Part III: “Processing of Biomedical Images”

This last part deals with the main biomedical image modalities, covering the physical principles of imaging modalities and describing its applications in biomedical diagnostics.

  • Chapter 13, “Principles of Computed Tomography,” presents the main ideas and formulations of computed tomography (CT). This chapter is essential to understand many biomedical imaging systems and technologies such as X-ray CT, magnetic resonance imaging (MRI), positron emission tomography (PET), and ultrasound.
  • Chapter 14, “X-Ray Imaging and Computed Tomography,” is devoted to X-ray imaging, X-ray computed tomography, and the techniques used to reconstruct and process these images.
  • Chapter 15, “Magnetic Resonance Imaging,” covers the physical principles of magnetic resonance and describes the techniques relevant to MRI.
  • Chapter 16, “Ultrasound Imaging,” describes different types of ultrasound imaging technologies and how to produce and analyze these images.
  • Chapter 17, “Positron Emission Tomography,” describes the physical and physiological principles of PET and its main applications in medical imaging and diagnostics.
  • Chapter 18, “Other Biomedical Imaging Techniques,” deals with anatomical imaging methods not covered in previous chapters such as regular optical microscopy, fluorescent microscopy, confocal microscopy, near-field scanning optical microscopy, electrical impedance imaging, electron microscopy, and medical infrared imaging.
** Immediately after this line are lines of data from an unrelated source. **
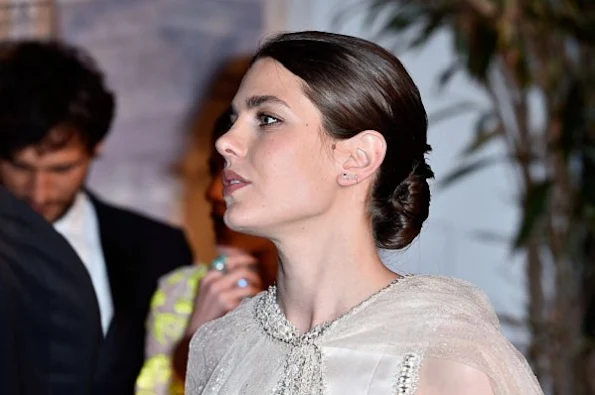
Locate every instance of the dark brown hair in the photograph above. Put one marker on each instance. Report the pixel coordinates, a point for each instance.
(357, 86)
(50, 84)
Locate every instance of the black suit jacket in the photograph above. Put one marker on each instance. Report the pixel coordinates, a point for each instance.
(137, 251)
(50, 331)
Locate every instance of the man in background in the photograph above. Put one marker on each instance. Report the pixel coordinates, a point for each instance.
(50, 331)
(55, 112)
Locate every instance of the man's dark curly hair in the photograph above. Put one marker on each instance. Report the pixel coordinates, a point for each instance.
(49, 84)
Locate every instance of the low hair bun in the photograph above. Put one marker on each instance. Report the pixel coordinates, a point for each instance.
(398, 220)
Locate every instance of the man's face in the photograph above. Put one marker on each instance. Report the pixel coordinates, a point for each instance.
(48, 180)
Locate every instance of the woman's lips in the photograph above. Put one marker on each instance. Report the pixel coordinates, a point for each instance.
(232, 181)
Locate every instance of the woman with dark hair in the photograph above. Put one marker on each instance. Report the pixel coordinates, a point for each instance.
(325, 156)
(189, 296)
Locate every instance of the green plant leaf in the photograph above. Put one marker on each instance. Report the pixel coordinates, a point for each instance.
(484, 133)
(467, 169)
(534, 205)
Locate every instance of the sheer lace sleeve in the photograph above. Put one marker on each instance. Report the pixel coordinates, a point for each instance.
(467, 346)
(444, 377)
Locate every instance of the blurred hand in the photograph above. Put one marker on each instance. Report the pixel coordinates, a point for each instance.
(220, 293)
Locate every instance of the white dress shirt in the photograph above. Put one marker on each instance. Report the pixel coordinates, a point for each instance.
(80, 227)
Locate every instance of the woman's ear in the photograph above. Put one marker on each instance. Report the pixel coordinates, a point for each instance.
(365, 154)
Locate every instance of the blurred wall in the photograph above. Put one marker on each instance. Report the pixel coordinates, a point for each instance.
(159, 57)
(466, 234)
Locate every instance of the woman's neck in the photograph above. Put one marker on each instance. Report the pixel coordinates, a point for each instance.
(324, 274)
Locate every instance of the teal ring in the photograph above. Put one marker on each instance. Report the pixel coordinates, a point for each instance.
(220, 264)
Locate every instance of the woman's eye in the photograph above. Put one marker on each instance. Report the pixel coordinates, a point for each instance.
(266, 120)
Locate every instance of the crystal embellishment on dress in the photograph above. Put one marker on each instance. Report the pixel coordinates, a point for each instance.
(304, 366)
(408, 374)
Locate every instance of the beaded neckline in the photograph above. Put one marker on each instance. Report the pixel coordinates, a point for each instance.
(275, 324)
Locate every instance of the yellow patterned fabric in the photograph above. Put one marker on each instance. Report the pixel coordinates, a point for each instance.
(170, 310)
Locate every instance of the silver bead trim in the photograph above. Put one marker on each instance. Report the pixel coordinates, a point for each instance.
(408, 374)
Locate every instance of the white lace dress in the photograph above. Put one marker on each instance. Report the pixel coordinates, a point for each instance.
(402, 340)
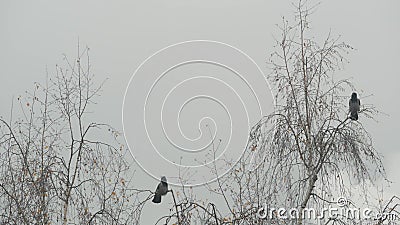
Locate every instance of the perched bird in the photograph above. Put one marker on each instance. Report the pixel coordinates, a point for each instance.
(162, 189)
(354, 106)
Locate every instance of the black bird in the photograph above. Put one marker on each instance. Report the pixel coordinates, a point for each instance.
(162, 189)
(354, 106)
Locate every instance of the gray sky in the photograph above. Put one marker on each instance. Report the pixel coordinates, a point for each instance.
(34, 34)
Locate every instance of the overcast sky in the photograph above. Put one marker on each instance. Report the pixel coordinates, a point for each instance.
(35, 34)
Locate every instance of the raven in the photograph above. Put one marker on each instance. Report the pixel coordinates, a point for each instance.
(354, 106)
(162, 189)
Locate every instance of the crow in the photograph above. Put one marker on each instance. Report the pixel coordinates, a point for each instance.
(354, 106)
(162, 189)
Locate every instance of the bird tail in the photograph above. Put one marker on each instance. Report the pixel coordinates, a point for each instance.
(354, 116)
(157, 198)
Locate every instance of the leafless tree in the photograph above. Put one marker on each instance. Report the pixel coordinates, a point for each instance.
(309, 153)
(57, 165)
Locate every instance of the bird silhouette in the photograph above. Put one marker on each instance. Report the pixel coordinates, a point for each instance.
(161, 190)
(354, 106)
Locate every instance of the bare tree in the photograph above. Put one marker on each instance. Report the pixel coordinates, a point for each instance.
(59, 166)
(309, 153)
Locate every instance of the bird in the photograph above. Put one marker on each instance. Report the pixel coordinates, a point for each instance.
(354, 106)
(162, 189)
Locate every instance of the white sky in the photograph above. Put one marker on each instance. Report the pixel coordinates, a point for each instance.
(35, 34)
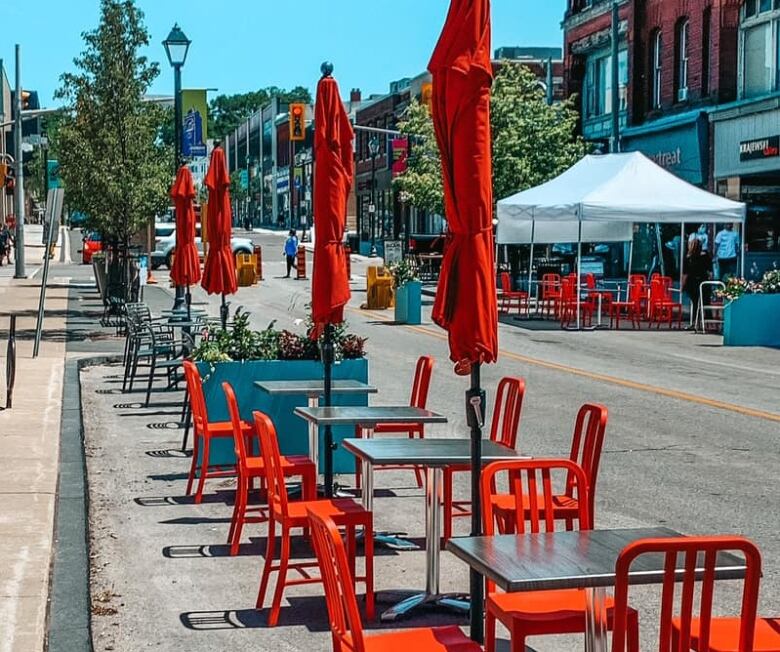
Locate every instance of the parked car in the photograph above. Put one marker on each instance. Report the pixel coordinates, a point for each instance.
(165, 243)
(90, 245)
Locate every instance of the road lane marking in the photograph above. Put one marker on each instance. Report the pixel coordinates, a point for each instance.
(604, 378)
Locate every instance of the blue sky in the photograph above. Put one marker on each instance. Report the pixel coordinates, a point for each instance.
(249, 44)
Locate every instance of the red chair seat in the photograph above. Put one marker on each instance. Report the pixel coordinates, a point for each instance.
(447, 639)
(724, 634)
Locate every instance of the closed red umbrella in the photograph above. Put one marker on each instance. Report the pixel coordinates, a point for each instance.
(465, 302)
(219, 272)
(186, 263)
(332, 182)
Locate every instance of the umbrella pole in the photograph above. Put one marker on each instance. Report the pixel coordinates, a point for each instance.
(327, 363)
(475, 417)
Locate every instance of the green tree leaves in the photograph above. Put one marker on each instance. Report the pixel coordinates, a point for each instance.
(112, 160)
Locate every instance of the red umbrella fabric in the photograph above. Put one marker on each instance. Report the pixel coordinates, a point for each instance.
(465, 302)
(332, 182)
(186, 263)
(219, 272)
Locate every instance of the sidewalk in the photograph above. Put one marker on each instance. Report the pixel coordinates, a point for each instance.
(29, 437)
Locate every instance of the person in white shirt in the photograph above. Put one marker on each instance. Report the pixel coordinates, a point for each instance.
(726, 248)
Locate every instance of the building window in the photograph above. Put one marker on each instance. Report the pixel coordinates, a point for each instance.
(760, 47)
(681, 60)
(705, 51)
(656, 59)
(598, 84)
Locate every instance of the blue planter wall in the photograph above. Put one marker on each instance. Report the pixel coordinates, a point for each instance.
(292, 430)
(752, 320)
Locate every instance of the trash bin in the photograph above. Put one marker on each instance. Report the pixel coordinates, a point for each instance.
(413, 302)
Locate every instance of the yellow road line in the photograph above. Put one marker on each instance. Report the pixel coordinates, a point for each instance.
(612, 380)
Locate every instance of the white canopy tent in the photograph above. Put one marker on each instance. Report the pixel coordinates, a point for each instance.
(600, 198)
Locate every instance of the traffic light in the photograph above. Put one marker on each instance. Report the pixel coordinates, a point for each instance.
(297, 122)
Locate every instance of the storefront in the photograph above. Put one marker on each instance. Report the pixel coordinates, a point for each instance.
(747, 167)
(680, 145)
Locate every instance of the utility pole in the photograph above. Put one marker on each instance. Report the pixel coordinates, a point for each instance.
(615, 144)
(19, 187)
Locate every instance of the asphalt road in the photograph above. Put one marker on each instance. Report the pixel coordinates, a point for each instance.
(692, 441)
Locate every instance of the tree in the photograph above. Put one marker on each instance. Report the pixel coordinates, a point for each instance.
(421, 184)
(113, 163)
(226, 112)
(532, 141)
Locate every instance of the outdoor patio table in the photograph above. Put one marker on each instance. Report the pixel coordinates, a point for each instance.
(434, 455)
(574, 560)
(313, 389)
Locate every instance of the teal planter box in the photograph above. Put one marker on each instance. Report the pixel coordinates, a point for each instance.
(292, 430)
(401, 305)
(414, 302)
(752, 320)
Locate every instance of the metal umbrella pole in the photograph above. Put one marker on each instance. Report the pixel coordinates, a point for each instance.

The chapter ends with a brief overview
    of biometrics.

As already indicated, the chapters have practical examples and exercises (with biomedical data downloadable from the CRC Press website) to help students gain hands-on experience in analyzing biomedical signals and images. The website is also useful for generating lecture note slides that can be used as a teaching aid for classroom instruction.
This very complete book should be considered a must-use textbook in any biomedical signal and image processing course.